Downrange is the horizontal distance traveled by a spacecraft, or the spacecraft's horizontal distance from the launch site.
Spacecraft don't travel horizontally. I don't even know how the word "horizontal" and the word "spacecraft" can exist in the same sentence. Maybe the word "projected" would be helpful here?
Space Exploration Stackexchange:
This is simply the distance across the ground from the launch site.
This is the accepted and highly upvoted answer. If I had to write an equation from this explanation, or interpret what 500km downrange means, I'd be hard pressed. It's a great answer to get the general idea, but a bit wanting from a mathematical or orbital-mechanical perspective.

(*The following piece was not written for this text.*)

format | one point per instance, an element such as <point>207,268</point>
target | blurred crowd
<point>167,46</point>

Is there an official or generally accepted, precise definition for how one would calculate downrange distance? I can imagine if I have an orbital plane, then downrange and altitude might be referenced to a sphere or an ellipsoid (Earth surface model) and thereby could be could have been used to define a position fairly precisely. Does such a definition exist?
To better illustrate why the question is not trivial, let's abstract the mathematics out of history temporarily. Imagine you would like to, or have been asked to calculate a down range distance. What is the first question you might ask yourself:
"If I have ECI coordinates of a launch site and a spacecraft, how would I calculate the downrange distance correctly? What model should I use for the Earth's surface? Or should I project along a sphere with the same altitude as the launch site?"
I'm looking for an authoritative answer, not what it probably means or could or might mean, how to "think about it as...", or "it doesn't matter" — it has certainly been relevant historically. Thanks!
EDIT: To elaborate on the previous sentence defining the scope of the question, a look at NASA's 254 page Apollo 11 Press Kit will show a dozen numerical downrange values with single digit nautical mile precision, (and one with decimal precision). To get a large downrange value to 1 nautical mile precision, one needs to choose a specific model for the shape of the Earth, at least sphere or ellipse.